Pensar demasiado deprisa cansa, marea un poco. Cada vez que se detiene a comprobar si lo siguen –no lo siguen; quién querría– siente cómo se le aflojan las piernas. Trata de pensar otra cosa: tal vez de no pensar nada en absoluto. La tierra palpita a su alrededor, vertiginosa como el paisaje de un sueño. Los pensamientos, los recuerdos se desvanecen poco a poco. Todo menos las ovejas, que de alguna forma se quedan. Las ovejas, otra vez. La enorme cerca que las rodea, impenetrable y terrible, como un obstáculo sobre el que su caballo no podrá saltar, sobre el que su memoria no podrá saltar, sobre el que su conciencia no saltará tampoco nunca. Si fue Juan quien levantó esa cerca, piensa, si fue él quien aceptó o toleró o incluso inspiró ese algo que vio suceder al otro lado, ¿entonces qué? Pero no fue Juan, decide, no pudo ser él. Cómo podría. Él, que venía preñado de tantos sueños hermosos, no habría sido capaz de hacerlo. O si lo hizo fue por los motivos correctos, persiguiendo fines que hoy ya no resultan discernibles; no para encerrar, no para castigar, no para atormentar a toda esa carne marchita. Sólo Diego pudo hacerlo. Son los hombres como Diego los que echan por tierra los propósitos más lúcidos: son los segundones, piensa, son los emuladores, los mercenarios; son los estúpidos, los satélites, los ciegos, los mediocres; los iluminados que no brillan con luz propia, sino que se limitan a rebotar, como la luna, el esplendor del sol. Abre otra vez la Biblia del Padre, desliza los ojos por sus márgenes llenos de penitencias y tormentos, y se pregunta qué fue primero, si los dibujos de los crímenes o los propios crímenes.
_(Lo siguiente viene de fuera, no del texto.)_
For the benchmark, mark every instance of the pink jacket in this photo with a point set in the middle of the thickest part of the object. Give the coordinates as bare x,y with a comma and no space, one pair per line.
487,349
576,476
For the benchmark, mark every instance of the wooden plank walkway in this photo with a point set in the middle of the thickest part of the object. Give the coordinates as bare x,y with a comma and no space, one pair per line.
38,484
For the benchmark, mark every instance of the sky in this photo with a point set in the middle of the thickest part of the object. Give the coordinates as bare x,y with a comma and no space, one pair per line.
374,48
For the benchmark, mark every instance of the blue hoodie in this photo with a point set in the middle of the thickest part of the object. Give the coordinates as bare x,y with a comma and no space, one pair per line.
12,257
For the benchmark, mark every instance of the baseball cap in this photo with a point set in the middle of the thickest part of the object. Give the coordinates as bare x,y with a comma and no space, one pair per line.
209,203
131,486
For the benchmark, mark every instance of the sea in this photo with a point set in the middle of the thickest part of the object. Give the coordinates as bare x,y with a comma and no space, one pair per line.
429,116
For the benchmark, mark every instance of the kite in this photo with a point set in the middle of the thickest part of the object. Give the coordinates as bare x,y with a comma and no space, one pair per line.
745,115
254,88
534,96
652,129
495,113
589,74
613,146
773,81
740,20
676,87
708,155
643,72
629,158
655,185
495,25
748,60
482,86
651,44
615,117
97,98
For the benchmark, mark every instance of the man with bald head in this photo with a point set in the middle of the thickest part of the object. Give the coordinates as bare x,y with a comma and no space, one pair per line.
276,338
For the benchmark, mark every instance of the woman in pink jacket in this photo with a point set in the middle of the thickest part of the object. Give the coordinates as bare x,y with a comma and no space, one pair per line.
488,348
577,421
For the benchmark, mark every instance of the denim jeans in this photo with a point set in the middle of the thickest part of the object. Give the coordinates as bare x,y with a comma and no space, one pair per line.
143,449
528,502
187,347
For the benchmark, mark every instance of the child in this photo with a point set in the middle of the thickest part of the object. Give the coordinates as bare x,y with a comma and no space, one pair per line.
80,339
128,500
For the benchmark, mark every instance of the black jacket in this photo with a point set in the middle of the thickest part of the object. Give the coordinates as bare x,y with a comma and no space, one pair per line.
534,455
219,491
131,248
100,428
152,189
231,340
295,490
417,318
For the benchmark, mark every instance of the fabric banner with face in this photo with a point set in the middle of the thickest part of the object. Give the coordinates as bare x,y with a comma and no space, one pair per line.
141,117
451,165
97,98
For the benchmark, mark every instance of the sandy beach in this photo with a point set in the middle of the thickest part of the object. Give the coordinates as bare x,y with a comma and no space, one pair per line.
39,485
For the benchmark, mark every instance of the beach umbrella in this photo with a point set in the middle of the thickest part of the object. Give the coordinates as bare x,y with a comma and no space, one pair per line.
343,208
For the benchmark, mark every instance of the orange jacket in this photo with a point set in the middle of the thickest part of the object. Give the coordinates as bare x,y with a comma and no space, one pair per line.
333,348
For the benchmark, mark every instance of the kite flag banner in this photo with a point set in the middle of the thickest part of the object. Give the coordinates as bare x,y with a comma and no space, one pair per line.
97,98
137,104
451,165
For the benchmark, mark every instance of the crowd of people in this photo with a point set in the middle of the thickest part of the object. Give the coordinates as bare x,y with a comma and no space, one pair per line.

Si es la pluma la que sigue a la espada o la espada la que imita el rasgueo de la pluma.
Mira largamente el horizonte, otra vez desde la altura de su caballo. Contempla las lomas cuarteadas que derivan hacia el norte. Más allá está el Padre. Recuerda las palabras que el Padre dijo, o las palabras que Diego dice que el Padre dijo: que su Obra tan sólo comenzaba, que apenas había puesto los cimientos de algo, y por eso debía partir inmediatamente hacia el norte. Para edificar sus muros. Para cubrir el techo de su Obra. Juan tiene que creer en algo y decide creer en eso. Cree en esas palabras que no ha oído. Cree en esos muros, en ese tejado: en ese sueño que ya se ha hecho piedra en algún lugar. Él va a encontrar ese lugar. Ese sueño. Algún día le servirá para refugiarse del sol, del frío, de la lluvia; descansará a la sombra de esos muros, bajo el techo de la promesa del Padre. Y en el momento de picar espuelas no se siente más pequeño que los hombres que ha visto cabalgar en pos de un puñado de oro o un pellizco de honra.
El tiempo es algo que se camina, había dicho Diego de Daga. Se acuerda de pronto de sus palabras. El pasado es algo que se aleja y el futuro algo que se acerca y el presente algo que se intenta aferrar con las manos. Tierra y polvo y cielo: eso es todo cuanto existe.
¿Cree Juan en esas palabras? No sabe qué pensar. Ni siquiera está seguro de lo que significan. Sólo sabe que cuando finalmente alcanza el malpaís no es capaz de discernir cuánto tiempo ha pasado. Han pasado, más bien, lugares: una cadena de cerros, un bosquecillo de árboles raquíticos, un pedregal semejante a un osario abandonado. Amaneceres y ocasos, que en su memoria parecen también paisajes inmóviles, estaciones de un itinerario. Recuerda, también, una torrentera seca que su caballo olisqueó de cabo a cabo, buscando una hilacha de agua. No la había. Ni agua, ni tampoco forma de contar el tiempo.
Todo es más sencillo de lo que creemos, había dicho Diego de Daga. El mañana llega, el ayer se va; a eso se reduce todo. Los salvajes, que tienen veinticinco palabras para nombrar sus flechas, no han necesitado una sola para nombrar esa cosa tan esencial, tan asombrosa: el tiempo.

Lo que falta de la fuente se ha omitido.